November 18, 1999
OIL AND GAS SEEPAGE FROM OCEAN FLOOR REDUCED BY OIL PRODUCTION
Santa Barbara, Calif. Next time you step on a glob of tar on a beach in Santa Barbara County, you can thank the oil companies that it isn't a bigger glob.
The same is true around the world, on other beaches where off-shore oil drilling occurs, say scientists, although Santa Barbara's oil seeps are thought to be among the leakiest.
Natural seepage of hydrocarbons from the ocean floor in the northern Santa Barbara Channel has been significantly reduced by oil production, according to two recently published peer-reviewed articles, one in November's Geology Magazine, the other in the Journal of Geophysical Research - Oceans.
The Santa Barbara Channel provides an excellent natural laboratory, as it is among the areas with the highest levels of seepage in the world, said co-author Bruce P. Luyendyk, professor and chair of the Department of Geological Sciences at the University of California, Santa Barbara.
The studies were not funded by oil companies, but rather by the University of California Energy Institute and the U.S. Minerals Management Service, states Luyendyk, responding to the fact that the results favor off-shore oil production and are opposed by some environmentalists.
"We've done a good piece of science," said Luyendyk. "We've developed a good understanding of a natural process. It's all public data; it's all straightforward. If I thought the study was compromised I wouldn't be involved in it."
Most of the seepage is methane, a potent greenhouse gas which escapes into the atmosphere, said Luyendyk. About 10 percent of the seepage is composed of "higher hydrocarbons," or reactive organic gases which interact with tailpipe emissions and sunlight, creating air pollution.
The researchers state that the production rate of these naturally-occurring reactive organic gases is equal to twice the emission rate from all the on-road vehicle traffic in Santa Barbara County in 1990.
According to the articles, studies of the area around Platform Holly showed a 50 percent decrease in natural seepage over 22 years. The researchers show that as the oil was pumped out the reservoir, pressure that drives the seepage dropped.
"If the decrease in natural seepage found near Platform Holly is representative of the effect of oil production on seepage worldwide, then this has the potential to significantly alter global oil and gas seepage in the future," state the researchers in the article "The World's Most Spectacular Marine Hydrocarbon Seeps: Quantification of Emissions " in the Sept. 14 issue of the Journal of Geological Research - Oceans.
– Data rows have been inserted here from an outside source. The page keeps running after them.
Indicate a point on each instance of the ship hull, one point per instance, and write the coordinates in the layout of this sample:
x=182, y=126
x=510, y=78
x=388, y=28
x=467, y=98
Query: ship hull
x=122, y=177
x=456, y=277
They continue, "For example if the 50 percent reduction in natural seepage rate that occurred around Platform Holly also occurred due to future oil production from the oil field beneath the La Goleta seep, this would result in a reduction in nonmethane hydrocarbon emission rates equivalent to removing half of the on-road vehicle traffic from Santa Barbara County. In addition, a 50 percent reduction in seepage from the La Goleta seep would remove about 25 barrels of oil per day from the sea surface, which in turn would result in a 15 percent reduction in the amount of tar found on Santa Barbara beaches."
They conclude by saying that the rate of increase of global methane atmospheric concentrations has been declining for the past 20 years, and that a "worldwide decrease in natural hydrocarbon seepage related to onshore and offshore oil production may be causing a global reduction in natural methane emission rates."